1. O Princípio do Contraditório

Para conceituar o contraditório Edna Galvão (1999) transcreve Mendes de Almeida: "a ciência bilateral dos atos e termos processuais e possibilidade de contrariá-los".

Ada Pellegrini Grinover, citada por Edna Galvão (1999), entende indispensável o contraditório, como método de busca da verdade baseado na contraposição dialética.

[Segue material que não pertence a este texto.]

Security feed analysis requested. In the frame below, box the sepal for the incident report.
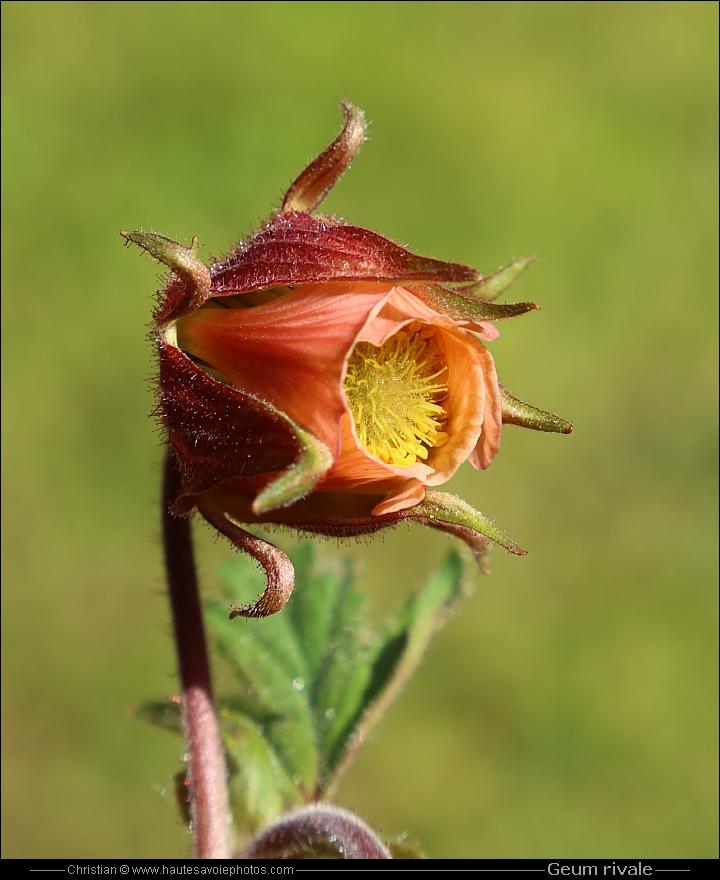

Segundo Grinover é do contraditório que brota a própria defesa, através da informação e possibilidade de reação.

Elio Fazzalari (1994) afirma que só há processo quando em uma ou mais fases do iter de formação de um ato é observada a participação tanto do autor quanto do réu, em contraditório.

Deduzir ação em juízo, alegar e provar fatos constitutivos de seu direito, bem como ser informado sobre o conteúdo do processo e poder reagir é a forma de manifestação do contraditório, o qual se efetiva com a garantia da igualdade entre as partes, dispondo estas dos mesmos instrumentos processuais (Néri Jr. e Maria de Andrade Néri, 2002).

A ampla defesa e a bilateralidade do processo são fundamentos lógicos do contraditório.

O contraditório abrange não só as garantias processuais, mas também o respeito, dentro do processo, aos direitos fundamentais de cidadania, religião, liberdade sexual, etc. A garantia do contraditório é que permite ao juiz depurar a ação dos elementos danosos no acervo de fatos apresentados pelas partes. A parte, por ser o órgão mais imediato na transmissão do fato ao juiz é o órgão mais perigoso. O contraditório visa elidir esse perigo, o perigo de se fazer injustiça por meio da tutela jurisdicional (Galvão, 1999).

2. O contraditório no processo de execução

Dúvida inexiste que após a Constituição de 1988 o dogma quase sacramentado de que no processo de execução só cabem embargos e após seguro o juízo não encontra respaldo nas garantias fundamentais positivadas naquela carta política.

É certo que em se tratando de execução por título judicial, o contraditório deve restringir-se às hipóteses elencadas no art. 741 do CPC, justamente porque a constituição do título presume a garantia efetiva do contraditório na fase de conhecimento. Não assim com relação a execução por título extra-judicial. Tanto o art. 745 admite que o executado possa levantar qualquer matéria de conhecimento, quanto o art. 5º, ambos do CPC, informa da possibilidade de ajuizamento de ação incidental sobre aquele processo principal, de execução. E essa ação incidental tanto poderá ser os embargos, quanto a anulatória ou mesmo uma ação cautelar.

Lembra Gomes da Cruz (Estudos sobre o processo e a Constituição de 1988; 1993) que a antiga ação executiva fundada em títulos extrajudiciais (art. 298 do CPC de 1939) não passava de "um processo de conhecimento".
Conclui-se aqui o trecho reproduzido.